The Method Behind Google’s Madness
Google’s spree of updates started when it said good-bye to the right column ads on its SERPs in February, and utilized the freed space to accommodate longer titles and meta descriptions. SEW reported in May that the page titles on Google’s mobile SERPs had from 55 to 78 characters. In August, the “mobile-friendly” label was removed from the SERPs, and Google started penalizing pages featuring intrusive interstitials. And then, there was the AMP update in September, when Google announced it would be displaying the icon with AMP-coded pages on its mobile SERPs. AMP stands for accelerated mobile pages, a Google-backed technology that makes mobile pages load in a median time of 0.7 seconds.
And now, a dedicated mobile-only index is going to be the primary search index. It should not be a surprise if you’ve been aware of Google’s mobile-first strategy that it has aggressively pursued for at least the last couple of years. Most of the online traffic and all of the digital growth now comes from mobile. Desktops are fast becoming a secondary access point for an increasing number of users. Mobile has also caused voice searches to skyrocket, with the voice-based queries multiplying 35 times since 2008. These “natural language queries” are more diversified and longer than conventional search terms, necessitating longer page titles.
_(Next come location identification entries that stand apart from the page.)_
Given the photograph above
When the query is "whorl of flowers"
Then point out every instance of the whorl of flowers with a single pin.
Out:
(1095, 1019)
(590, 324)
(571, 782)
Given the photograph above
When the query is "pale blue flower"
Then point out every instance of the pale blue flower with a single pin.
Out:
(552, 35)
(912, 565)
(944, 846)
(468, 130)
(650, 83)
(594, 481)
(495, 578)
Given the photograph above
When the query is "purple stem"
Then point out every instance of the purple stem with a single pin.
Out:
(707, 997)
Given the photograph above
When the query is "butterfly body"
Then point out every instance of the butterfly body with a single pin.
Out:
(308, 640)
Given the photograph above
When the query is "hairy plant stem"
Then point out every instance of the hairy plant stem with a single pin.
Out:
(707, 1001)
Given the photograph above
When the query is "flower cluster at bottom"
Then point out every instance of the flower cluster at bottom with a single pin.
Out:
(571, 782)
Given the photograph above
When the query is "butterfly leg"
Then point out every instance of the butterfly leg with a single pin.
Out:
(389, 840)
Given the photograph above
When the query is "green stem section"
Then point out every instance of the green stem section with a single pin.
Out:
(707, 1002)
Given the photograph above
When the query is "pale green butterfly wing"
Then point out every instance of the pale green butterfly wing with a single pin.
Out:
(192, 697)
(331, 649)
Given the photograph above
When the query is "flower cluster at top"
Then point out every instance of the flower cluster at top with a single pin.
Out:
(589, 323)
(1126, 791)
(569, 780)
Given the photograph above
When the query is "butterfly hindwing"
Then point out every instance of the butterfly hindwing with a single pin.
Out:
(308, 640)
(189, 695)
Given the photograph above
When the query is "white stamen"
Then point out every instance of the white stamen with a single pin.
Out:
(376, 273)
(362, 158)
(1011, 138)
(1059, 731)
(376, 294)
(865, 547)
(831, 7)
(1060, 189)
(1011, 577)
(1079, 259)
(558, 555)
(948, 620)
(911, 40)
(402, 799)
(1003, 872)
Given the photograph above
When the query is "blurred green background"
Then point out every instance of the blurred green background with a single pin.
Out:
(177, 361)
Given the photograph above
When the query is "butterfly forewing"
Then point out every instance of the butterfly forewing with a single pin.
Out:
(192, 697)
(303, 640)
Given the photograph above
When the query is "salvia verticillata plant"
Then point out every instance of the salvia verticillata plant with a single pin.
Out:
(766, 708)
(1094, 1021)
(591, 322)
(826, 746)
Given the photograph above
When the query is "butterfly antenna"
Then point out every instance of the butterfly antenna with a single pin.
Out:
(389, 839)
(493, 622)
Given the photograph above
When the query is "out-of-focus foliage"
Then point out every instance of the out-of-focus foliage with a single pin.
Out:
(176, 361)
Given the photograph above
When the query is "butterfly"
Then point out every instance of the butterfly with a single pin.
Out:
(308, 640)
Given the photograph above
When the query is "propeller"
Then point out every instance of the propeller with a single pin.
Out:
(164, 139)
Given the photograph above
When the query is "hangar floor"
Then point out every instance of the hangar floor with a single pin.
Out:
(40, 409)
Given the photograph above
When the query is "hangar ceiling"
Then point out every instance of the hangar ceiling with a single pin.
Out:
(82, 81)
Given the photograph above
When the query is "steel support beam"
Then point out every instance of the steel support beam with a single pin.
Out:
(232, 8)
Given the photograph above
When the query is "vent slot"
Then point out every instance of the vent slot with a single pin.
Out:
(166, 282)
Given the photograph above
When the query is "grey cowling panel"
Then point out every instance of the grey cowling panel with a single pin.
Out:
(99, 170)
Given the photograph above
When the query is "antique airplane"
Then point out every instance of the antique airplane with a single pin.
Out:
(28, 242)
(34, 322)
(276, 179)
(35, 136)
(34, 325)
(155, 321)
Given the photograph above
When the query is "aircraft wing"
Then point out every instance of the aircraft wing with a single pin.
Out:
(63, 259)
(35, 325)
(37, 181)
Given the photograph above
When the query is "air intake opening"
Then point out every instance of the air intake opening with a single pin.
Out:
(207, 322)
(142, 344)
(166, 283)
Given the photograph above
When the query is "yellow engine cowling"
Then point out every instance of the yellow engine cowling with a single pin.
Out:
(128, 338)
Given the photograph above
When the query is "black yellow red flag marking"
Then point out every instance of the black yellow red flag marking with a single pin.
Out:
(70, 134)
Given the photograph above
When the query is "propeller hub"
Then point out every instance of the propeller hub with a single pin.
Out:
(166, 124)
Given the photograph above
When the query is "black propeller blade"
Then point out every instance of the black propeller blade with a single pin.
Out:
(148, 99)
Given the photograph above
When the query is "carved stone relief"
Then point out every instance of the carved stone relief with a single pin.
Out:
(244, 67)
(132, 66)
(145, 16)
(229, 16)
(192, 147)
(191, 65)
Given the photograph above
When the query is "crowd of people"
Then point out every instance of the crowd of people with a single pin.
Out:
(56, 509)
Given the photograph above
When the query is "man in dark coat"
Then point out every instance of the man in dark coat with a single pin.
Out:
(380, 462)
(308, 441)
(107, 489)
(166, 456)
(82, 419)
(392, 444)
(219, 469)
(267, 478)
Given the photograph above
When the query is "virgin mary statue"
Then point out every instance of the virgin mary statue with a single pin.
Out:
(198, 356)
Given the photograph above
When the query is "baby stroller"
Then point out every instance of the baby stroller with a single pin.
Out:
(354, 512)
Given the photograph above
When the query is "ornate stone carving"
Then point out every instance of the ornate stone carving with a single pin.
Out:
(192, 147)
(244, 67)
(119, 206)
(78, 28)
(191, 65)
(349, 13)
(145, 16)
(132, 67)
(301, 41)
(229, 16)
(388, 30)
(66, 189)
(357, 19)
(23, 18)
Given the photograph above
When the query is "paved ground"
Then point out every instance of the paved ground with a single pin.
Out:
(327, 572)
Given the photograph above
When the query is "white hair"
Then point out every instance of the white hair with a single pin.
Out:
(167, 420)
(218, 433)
So, there IS a method behind Google’s madness about mobile.
But why a mobile-only index? Google realizes that users behave differently on mobile than on desktop. They want the content to be served more quickly. They want to see directions or distance information for local search results. And yes, they want to see accurate results when they’re talking to Siri or voice-searching on Google. It is problem for Google to accommodate different user needs and search preferences with a single search index. A mobile-only index solves the problem.
How Mobile SEO Will Change in 2017
The mobile only index has thrown new challenges and opportunities at businesses and marketers. Many websites may see their mobile rankings nose-diving and traffic declining. Others may be able to work their way up to the top of mobile SERPs. In other words, you’ve got work to do.
The dilemma that many businesses will face is whether they should optimize for desktop or mobile. Should you have 68-70-char page titles that display on both desktops and mobile, or should you embrace the 78-char mobile SERP page titles? The longer titles (and meta descriptions) can accommodate long-tail and natural language queries as well as for your brand name, thereby improving your SEO rank. Moreover, conversion-focused websites may need to rid their mobile pages of full-page pop-up lead boxes in order to retain their mobile rankings.
If you are a small business, you might need to choose between mobile and desktop optimization based on how much of your traffic comes from these sources. However, competition may force big and small businesses alike to build dedicated mobile versions (m.example.com) of their websites to retain their mobile traffic and rankings.
The AMP update also underlines the need to have a dedicated mobile website. AMP is an open source technology that developers and SEOs can deploy to dramatically increase their page speeds, and consequently, their mobile ranking and CTR. We can expect to see a revival of mobile-only websites in 2017.